Thank God, then, for
Big Brother 4
(C4/E4), which provides the perfect cathartic vent for all this pent-up rage, in the form of a shack full of absolute squawking scum.

True misanthropes reserve their sourest bile for anyone younger and better-looking than themselves; consequently I
really
hate this year’s inmates, the
yoofiest
selection yet. They’re like the Doritos Friendchips crew, but worse.

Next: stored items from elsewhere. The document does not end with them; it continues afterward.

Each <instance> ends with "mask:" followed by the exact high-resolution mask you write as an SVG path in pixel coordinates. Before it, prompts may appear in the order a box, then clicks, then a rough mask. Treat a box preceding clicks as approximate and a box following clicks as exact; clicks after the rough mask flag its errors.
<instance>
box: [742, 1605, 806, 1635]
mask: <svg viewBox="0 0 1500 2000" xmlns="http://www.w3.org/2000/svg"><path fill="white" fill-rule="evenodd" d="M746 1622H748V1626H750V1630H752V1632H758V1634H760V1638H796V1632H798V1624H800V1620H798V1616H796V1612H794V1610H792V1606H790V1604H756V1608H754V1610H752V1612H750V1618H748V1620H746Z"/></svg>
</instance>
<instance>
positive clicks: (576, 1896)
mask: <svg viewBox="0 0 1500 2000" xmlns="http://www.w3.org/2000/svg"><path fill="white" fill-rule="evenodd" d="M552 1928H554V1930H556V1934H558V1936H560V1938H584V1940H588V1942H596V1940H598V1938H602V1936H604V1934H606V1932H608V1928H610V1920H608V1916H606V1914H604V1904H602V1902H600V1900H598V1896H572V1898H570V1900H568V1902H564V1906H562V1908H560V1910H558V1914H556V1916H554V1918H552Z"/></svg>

(Speaking of the Friendchips berks reminds me: I’m looking forward to an entire spin-off series based around their rib-tickling antics – something like
This Life
, but with a greater emphasis on fried corn snacks. It’d run for nine years, and the final season would depict them as depressive mid-30s fatsoes, their bodies ravaged by years of nachogulping, dropping dead one by one of heart failure. Ratings dynamite!)

The
BB4
house contains not one, but
two
finheaded Nathans in the form of Federico and Scott. The fin haircut is visual shorthand: it screams
dingwad
as efficiently as a flashing icon hovering above the head of a pixilated character in
The Sims
. Scott’s 27 and has apparently written a play for Radio 4, an achievement that should impress anyone who’s never had to sit through one. Of the two, Federico is the more fashion-conscious, which naturally makes him the bigger arse: the man loves himself so much he probably sends a Valentine’s card to his own right hand each year. I hate him. I hate him so much I’m already fantasising about killing him. (Here’s how: I sneak into the
BB
house in the dead of night armed with a saw and a mallet; I swipe at his eyes with the saw, and while he’s crawling around blinded, finish him off with 15,000 blows to the back of the head. In all honesty, would that be such a crime?)